When I first joined Farfetch I was told they were looking for someone to implement Machine Learning algorithms to help predict possible fraud attempts. These fraud attempts can consist of something as simple as using someone else’s credit card to make purchases to more convoluted methods which I am not aware of.

On my first day I realized I was the only person working on this project. I dived into learning SQL and Python’s Pandas module, both of which I was working with for the first time, and into Machine Learning algorithms. I used Microsoft’s Azure Machine Learning Studio for a quick testing of different Machine Learning algorithms, and I repeated the same in R to double-check the accuracy of different algorithms. Both agreed that Random Forests was the most efficient method.

Having decided on Random Forests for the initial implementation in Python, the next three weeks consisted of doing the manual labor: building the queries to retrieve all the information needed efficiently, where information was not only across different tables but also different databases. Transforming the raw information into more relevant data using tips from field experts at Applying Machine Learning to Fraud Detection @ Farfetch, checking that datatypes match,… and finally running the Machine Learning algorithm on the transformed data. After all this the python/sql scripts worked as expected. I quickly tried the same scripts with different algorithms to check (again) for efficiency, but similarly to the initial tests Random Forests performed best.

All of the above was done on static data. I still had to make it so that the algorithm could run live. The speed of the script wasn’t an issue, but I had yet to understand the way Farfetch data pipelines worked so that I could integrate my work. Unfortunately my internship was coming to an end, and I had to go back to my studies in October. I spent my 2nd last week organizing my code (It was a mess when I started, but by the end I was rather happy with it’s clarity), and writing plans/suggestions/documentation for what exists/could be improved/needs to get done. In the last week a new intern, Nuno Carneiro, came along to continue this project (which by then got the informal nickname of Project Sherlock). During that week my work was to put him up to date on the work that was done.

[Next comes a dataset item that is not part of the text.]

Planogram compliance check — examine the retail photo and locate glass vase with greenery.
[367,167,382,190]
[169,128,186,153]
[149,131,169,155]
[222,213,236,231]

Nuno was doing his Master thesis at Applying Machine Learning to Fraud Detection @ Farfetch, specifically about implementing Machine Learning in industry (titled A data mining based system for credit-card fraud detection in e-tail) , so he wrote his thesis alongside this internship (and I got to co-author the paper given my initial role in Project Sherlock).

Looking back I reckon I would’ve been more productive if I practiced more SQL/Python and less time on understanding the theory behind the Machine Learning algorithms used, but they were so interesting. As much as I like coding, there will always be a mathematician in me curious about how things work, and not just building products.

I’d like to thank João Sousa (Pandas expert) and Carlos Gomes (SQL expert) for all the technical support they’ve given me during the internship, and everyone else who was there during breaks and lunch and gym sessions and dinners out. Couldn’t have had a better internship.